Everyone who trades binary options needs to be aware of ways in which they can reduce risks. The strategy that will be outlined here is one that can do just that, by reducing loss amounts when the market moves against you. Under certain circumstances, it can also provide a profit, even when the price of the asset that you initially selected did not perform as expected. This strategy is not overly complex, so traders of all skill levels should feel confident in using it within their chosen trading platform.

If you’ve been trading for a while, you may have seen this strategy being referred to as a ‘Fence’ or a ‘Straddle’. These names relate to the fact that two positions are purchased, both Put and Call, which would mean that you are on both sides of the fence, or straddling the trade. Why on earth would anyone want to purchase opposing options? The answer is simple. If the price of the asset starts to move against you, purchasing the opposing option could provide you with a contract that would finish in the money and reduce or eliminate the loss amount of the losing position.

Imagine for a moment that you entered into a Call trade on gold. Your analysis told you to expect the price of gold to trend upward for at least the next 30-minutes or so. However, once the trade opened, you realized that the price of gold has stopped climbing is trending back downward. If you do nothing, your position is highly likely to finish out of the money, at which point you’ve lost your investment amount. But if you act quickly, a Put option on gold could be purchased to counteract the negative impact of the Call option.
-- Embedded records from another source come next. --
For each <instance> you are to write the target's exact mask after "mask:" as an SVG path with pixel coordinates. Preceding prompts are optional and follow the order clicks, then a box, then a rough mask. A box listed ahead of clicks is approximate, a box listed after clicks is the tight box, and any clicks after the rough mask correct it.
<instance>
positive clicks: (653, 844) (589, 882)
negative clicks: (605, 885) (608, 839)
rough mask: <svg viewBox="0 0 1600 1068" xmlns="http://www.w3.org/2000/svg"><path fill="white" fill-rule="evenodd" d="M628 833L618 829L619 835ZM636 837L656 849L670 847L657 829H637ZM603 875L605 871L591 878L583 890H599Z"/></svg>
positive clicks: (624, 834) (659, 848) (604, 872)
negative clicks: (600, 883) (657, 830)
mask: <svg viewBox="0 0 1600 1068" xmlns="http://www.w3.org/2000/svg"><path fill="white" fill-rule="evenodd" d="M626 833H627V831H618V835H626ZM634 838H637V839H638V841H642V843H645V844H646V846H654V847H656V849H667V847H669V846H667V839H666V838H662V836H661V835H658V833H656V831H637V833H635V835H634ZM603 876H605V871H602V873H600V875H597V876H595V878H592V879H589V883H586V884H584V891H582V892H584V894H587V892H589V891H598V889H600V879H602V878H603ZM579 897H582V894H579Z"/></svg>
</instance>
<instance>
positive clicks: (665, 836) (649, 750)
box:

Sounds like a great idea, right? Well, it is, but you must know that there is no guarantee that the second option purchased to counteract the first will finish in the money. There does exist the risk that both positions end in loss. But then there also exists the chance that both end in profit. Since the risk level can be high, how should you go about deciding whether or not to use this dual trade method? Refer to your price chart and market news. Depending on the expiry time you’ve chosen, there may not be much time for extra analysis, but there should be at least a minute or two for confirming the current direction of movement.

The success rate of this strategy is going to depend on several things, but will rely most heavily on how and when you use it. Although this method is not going to be appropriate for use every time a trade starts to move against you, it can be a powerful way to stop losses and even lock in profits when a reversal takes place while a contract is live. As is recommended with all binary options strategies, test out this method several times on paper before actually using it to get some practice in and avoid any problems.